Both query plans still technically scale with the number of organisation alerts, but the amortized cost is now much better. Customers can select large time ranges to analyze, which might take some time to process, but we’re trading that off against the performance we gain for much more common use cases. We’re going to have to onboard customers with biblical alert volumes before the default 30 day window will cause UX issues. That’ll be a nice problem to have, and one we don’t feel the need to design for now.
Now we’ve solved the scaling issue, we’re back at our stalemate. How to pick one to implement?
The debate that followed was what you might call “robust”. Respectful, but rigorous.
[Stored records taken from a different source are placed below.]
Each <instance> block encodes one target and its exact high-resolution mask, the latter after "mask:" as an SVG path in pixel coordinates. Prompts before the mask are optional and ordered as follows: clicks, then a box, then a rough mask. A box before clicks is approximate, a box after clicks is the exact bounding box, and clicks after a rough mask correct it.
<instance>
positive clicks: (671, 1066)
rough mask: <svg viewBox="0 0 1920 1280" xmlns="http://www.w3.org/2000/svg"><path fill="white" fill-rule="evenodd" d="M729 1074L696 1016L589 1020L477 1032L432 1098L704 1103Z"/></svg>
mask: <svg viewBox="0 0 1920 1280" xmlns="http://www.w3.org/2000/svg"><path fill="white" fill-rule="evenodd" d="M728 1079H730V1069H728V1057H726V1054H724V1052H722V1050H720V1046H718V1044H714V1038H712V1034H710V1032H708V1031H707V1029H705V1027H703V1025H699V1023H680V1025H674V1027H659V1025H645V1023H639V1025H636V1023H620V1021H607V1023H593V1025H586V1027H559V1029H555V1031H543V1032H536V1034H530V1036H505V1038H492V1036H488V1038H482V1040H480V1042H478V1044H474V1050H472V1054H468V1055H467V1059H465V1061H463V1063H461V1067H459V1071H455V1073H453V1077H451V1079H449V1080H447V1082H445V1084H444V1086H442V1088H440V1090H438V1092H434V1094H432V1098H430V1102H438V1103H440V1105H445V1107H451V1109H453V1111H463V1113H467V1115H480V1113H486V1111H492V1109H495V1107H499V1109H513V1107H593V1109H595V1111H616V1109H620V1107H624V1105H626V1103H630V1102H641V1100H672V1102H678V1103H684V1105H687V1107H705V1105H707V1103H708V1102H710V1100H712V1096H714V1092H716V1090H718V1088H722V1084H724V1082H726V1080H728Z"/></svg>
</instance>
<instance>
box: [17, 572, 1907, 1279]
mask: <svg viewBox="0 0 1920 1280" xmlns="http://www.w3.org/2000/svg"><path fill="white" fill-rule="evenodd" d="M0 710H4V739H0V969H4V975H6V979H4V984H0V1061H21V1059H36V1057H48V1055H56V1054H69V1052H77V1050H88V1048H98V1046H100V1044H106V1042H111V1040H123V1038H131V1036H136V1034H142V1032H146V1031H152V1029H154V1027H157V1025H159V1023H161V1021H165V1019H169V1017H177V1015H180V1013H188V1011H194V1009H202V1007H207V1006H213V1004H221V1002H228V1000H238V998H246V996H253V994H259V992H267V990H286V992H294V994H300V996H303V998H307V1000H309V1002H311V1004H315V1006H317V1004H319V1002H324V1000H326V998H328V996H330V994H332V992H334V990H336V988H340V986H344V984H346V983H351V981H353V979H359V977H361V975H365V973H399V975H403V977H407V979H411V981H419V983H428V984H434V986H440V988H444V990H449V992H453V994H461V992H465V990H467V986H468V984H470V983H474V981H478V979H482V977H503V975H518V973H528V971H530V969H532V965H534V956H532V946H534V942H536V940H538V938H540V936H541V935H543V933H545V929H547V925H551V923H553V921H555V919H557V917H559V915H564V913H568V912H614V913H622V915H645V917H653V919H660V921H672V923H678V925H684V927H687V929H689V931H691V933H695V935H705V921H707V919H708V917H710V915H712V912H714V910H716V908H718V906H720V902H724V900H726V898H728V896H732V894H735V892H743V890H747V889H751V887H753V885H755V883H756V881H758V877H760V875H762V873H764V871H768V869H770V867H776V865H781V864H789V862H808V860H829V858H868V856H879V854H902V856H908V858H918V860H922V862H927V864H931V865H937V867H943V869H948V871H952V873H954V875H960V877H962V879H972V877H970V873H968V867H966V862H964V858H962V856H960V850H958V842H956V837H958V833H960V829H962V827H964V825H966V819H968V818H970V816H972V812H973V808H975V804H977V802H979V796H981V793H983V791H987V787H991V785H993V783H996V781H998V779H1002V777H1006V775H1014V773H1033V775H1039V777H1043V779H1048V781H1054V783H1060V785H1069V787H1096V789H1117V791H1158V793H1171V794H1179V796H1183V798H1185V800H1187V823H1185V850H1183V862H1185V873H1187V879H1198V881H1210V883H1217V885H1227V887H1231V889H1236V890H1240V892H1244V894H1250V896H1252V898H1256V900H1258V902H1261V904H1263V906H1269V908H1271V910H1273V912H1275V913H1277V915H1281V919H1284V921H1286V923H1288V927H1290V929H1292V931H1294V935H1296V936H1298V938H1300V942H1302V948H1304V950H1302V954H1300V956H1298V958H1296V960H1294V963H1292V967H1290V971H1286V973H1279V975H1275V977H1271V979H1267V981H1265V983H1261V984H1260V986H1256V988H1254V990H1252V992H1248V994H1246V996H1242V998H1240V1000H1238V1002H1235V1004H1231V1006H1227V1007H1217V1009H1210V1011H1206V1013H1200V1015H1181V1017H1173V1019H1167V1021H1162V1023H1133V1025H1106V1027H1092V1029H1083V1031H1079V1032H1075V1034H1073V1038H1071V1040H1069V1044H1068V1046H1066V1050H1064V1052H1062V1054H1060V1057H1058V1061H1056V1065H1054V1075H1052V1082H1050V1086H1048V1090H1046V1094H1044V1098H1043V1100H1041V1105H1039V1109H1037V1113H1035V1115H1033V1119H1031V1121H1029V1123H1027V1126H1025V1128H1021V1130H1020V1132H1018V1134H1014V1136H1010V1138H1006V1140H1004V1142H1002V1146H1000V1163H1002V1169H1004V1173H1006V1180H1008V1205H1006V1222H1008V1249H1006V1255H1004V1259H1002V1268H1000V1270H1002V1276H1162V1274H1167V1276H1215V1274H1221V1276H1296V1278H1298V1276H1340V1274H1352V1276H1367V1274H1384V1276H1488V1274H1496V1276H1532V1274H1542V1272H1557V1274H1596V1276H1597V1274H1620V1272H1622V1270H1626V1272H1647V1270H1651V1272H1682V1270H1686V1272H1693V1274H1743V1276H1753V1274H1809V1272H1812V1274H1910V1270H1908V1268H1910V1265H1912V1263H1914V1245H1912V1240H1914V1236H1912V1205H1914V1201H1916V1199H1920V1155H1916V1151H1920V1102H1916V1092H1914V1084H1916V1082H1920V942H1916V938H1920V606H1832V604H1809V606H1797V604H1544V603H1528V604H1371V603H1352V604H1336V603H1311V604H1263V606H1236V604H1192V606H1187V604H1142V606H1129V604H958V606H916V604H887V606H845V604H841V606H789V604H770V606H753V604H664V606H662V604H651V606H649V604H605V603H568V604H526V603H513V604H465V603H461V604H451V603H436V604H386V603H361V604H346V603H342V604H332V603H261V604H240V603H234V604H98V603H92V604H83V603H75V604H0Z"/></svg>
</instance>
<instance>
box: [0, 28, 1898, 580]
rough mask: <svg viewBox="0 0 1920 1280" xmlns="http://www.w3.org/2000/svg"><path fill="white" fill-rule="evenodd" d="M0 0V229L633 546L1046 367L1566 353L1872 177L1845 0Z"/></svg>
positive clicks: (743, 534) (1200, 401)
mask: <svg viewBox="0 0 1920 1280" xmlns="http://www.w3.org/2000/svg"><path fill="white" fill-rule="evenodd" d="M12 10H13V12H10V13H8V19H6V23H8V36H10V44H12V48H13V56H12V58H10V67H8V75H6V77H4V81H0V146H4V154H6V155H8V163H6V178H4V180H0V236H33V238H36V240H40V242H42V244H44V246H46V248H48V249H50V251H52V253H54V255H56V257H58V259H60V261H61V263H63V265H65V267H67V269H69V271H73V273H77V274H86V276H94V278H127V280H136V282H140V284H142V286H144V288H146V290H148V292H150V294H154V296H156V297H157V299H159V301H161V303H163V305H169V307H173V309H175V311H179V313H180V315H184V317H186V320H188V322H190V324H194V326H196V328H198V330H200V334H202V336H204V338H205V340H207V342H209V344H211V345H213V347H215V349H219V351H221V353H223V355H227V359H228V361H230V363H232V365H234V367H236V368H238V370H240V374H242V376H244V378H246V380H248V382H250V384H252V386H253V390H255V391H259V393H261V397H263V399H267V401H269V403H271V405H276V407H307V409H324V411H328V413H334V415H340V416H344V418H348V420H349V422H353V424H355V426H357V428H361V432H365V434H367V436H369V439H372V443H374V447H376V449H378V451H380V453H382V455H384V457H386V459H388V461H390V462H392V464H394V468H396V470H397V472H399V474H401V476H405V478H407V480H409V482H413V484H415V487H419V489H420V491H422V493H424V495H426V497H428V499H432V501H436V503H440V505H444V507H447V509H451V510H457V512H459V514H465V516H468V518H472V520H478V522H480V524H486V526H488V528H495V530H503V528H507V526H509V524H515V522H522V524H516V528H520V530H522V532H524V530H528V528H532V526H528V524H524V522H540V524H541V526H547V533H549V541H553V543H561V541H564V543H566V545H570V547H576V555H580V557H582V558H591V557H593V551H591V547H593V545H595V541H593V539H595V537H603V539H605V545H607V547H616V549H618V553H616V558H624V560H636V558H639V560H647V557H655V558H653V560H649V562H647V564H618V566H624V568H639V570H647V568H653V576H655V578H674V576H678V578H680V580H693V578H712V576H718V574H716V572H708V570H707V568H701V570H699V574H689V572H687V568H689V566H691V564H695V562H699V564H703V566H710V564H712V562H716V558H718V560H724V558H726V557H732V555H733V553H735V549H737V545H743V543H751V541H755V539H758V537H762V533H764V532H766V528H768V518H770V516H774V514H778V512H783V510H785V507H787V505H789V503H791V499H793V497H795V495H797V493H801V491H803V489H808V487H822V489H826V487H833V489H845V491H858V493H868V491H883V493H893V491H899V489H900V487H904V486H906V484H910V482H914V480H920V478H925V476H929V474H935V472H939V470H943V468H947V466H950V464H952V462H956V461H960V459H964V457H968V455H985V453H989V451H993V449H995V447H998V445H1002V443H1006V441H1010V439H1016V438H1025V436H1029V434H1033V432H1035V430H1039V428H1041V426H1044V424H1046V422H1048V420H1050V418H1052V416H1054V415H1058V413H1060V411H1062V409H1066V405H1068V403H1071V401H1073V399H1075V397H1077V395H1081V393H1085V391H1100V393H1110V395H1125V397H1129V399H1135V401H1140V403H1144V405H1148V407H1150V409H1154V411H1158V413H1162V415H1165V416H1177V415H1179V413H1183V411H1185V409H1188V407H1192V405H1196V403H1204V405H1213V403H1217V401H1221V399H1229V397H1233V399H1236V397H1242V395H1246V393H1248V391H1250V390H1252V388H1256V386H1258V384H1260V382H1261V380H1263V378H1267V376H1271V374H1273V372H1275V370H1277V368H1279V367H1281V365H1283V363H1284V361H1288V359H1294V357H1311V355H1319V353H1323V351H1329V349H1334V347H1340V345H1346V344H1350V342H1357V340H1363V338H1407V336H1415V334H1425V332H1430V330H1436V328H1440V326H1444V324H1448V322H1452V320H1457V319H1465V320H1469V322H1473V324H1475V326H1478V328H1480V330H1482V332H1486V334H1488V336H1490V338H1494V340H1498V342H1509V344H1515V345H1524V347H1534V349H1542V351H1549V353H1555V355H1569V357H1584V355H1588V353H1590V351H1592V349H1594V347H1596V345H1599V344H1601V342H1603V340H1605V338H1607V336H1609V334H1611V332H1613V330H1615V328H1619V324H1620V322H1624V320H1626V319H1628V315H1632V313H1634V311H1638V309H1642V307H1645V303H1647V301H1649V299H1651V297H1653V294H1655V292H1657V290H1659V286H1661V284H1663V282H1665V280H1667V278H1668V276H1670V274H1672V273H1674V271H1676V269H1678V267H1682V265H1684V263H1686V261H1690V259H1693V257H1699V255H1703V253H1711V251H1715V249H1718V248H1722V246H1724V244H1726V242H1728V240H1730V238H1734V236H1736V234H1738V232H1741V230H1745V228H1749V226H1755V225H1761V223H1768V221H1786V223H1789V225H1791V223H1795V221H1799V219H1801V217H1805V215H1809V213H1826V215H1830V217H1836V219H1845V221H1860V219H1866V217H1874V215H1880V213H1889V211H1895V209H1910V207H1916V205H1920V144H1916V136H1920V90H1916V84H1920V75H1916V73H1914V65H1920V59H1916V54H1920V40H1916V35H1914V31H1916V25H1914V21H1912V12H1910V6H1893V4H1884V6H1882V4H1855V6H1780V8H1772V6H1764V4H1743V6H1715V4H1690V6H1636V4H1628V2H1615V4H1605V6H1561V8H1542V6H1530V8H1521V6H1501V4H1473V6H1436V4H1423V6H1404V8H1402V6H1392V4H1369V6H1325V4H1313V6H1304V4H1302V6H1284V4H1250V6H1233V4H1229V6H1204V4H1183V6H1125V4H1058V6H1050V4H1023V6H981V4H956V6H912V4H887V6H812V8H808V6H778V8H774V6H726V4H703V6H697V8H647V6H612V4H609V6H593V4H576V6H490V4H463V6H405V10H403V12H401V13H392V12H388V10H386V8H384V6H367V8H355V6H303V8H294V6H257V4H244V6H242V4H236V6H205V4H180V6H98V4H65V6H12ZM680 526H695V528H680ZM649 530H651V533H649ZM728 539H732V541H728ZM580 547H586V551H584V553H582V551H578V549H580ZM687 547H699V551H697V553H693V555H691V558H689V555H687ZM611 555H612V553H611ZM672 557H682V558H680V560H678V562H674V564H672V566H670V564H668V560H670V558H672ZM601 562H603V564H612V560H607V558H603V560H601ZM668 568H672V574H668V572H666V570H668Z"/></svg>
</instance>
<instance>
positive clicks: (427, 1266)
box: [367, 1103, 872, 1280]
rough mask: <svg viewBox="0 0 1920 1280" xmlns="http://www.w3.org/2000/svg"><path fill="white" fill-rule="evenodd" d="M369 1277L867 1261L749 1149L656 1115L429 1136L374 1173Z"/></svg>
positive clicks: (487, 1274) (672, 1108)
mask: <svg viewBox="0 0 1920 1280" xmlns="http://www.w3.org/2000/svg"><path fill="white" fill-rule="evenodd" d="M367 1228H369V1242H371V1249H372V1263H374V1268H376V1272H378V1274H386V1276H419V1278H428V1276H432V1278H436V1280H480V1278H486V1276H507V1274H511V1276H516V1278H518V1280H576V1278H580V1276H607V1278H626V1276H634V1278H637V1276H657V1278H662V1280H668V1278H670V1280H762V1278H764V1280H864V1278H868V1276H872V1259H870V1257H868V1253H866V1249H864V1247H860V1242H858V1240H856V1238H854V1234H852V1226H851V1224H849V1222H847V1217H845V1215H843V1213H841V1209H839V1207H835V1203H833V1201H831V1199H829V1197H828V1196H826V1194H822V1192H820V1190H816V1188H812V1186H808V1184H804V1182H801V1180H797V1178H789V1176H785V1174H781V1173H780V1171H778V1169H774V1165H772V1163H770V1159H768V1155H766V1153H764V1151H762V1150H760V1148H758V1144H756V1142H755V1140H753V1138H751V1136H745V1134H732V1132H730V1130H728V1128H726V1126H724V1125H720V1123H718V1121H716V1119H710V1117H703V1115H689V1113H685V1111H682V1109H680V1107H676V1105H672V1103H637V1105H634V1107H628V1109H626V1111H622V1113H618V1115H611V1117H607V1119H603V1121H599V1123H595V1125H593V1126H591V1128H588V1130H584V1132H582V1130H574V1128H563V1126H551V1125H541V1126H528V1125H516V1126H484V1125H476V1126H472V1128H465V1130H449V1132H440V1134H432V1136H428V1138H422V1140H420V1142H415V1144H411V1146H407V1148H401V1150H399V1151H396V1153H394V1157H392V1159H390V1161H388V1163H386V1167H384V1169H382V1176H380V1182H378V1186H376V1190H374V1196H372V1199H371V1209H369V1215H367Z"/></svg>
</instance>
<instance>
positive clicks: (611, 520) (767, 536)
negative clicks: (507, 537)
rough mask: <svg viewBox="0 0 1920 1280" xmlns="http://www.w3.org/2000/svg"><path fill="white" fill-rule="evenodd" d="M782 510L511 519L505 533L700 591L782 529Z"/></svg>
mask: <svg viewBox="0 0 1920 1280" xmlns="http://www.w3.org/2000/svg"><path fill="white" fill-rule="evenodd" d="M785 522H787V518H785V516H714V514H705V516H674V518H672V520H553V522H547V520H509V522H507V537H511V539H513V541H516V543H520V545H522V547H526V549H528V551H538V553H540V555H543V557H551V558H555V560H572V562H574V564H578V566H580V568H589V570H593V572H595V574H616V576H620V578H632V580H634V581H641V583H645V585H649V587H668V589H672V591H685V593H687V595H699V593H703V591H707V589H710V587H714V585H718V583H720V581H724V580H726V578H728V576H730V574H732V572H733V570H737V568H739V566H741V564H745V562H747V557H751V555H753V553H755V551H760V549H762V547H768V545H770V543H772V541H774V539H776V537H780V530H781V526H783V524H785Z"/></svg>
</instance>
GIN indexes can be large, on disk and in memory, and have high write overhead. We were concerned that as the index bloated, it could take up too much space in Postgres’s shared buffers, potentially harming performance in other parts of the platform. We didn’t have high confidence that we wouldn’t be back in a few months trying to fix a new, more subtle problem.
Bloom filters are a pretty niche topic, we thought the code would be hard to understand and change if you weren’t involved in the original project, and we felt uncomfortable about essentially implementing our own indexing mechanism - that’s what databases are for.
In the end we were very resistant to the idea of re-work. We bet on the thing we were confident we’d only have to build once, even if it was a bit more complex - the bloom filter.
Conclusion
Combining the mandatory 30-day time bound with the bloom filtering has had a massive impact: the P95 response time for large organisations has improved from 5s to 0.3s. That’s a ~16x improvement! The bloom filter reduces the number of rows in each batch, and the mandatory time bound reduces the maximum number of batches.
Our powerful and slick filtering is slick again, and it should stay slick as we continue to onboard large customers. As of September 2025 we ingest more than a million alerts per week, and that number will only increase!
This is a great example of how technical and product thinking can go hand in hand. However you go about it, this is one of those hard technical problems to solve, and I’m lucky to work alongside incredibly talented engineers. However, understanding our customers and how they use our product led us to a vital piece of the puzzle. We needed both to really nail this.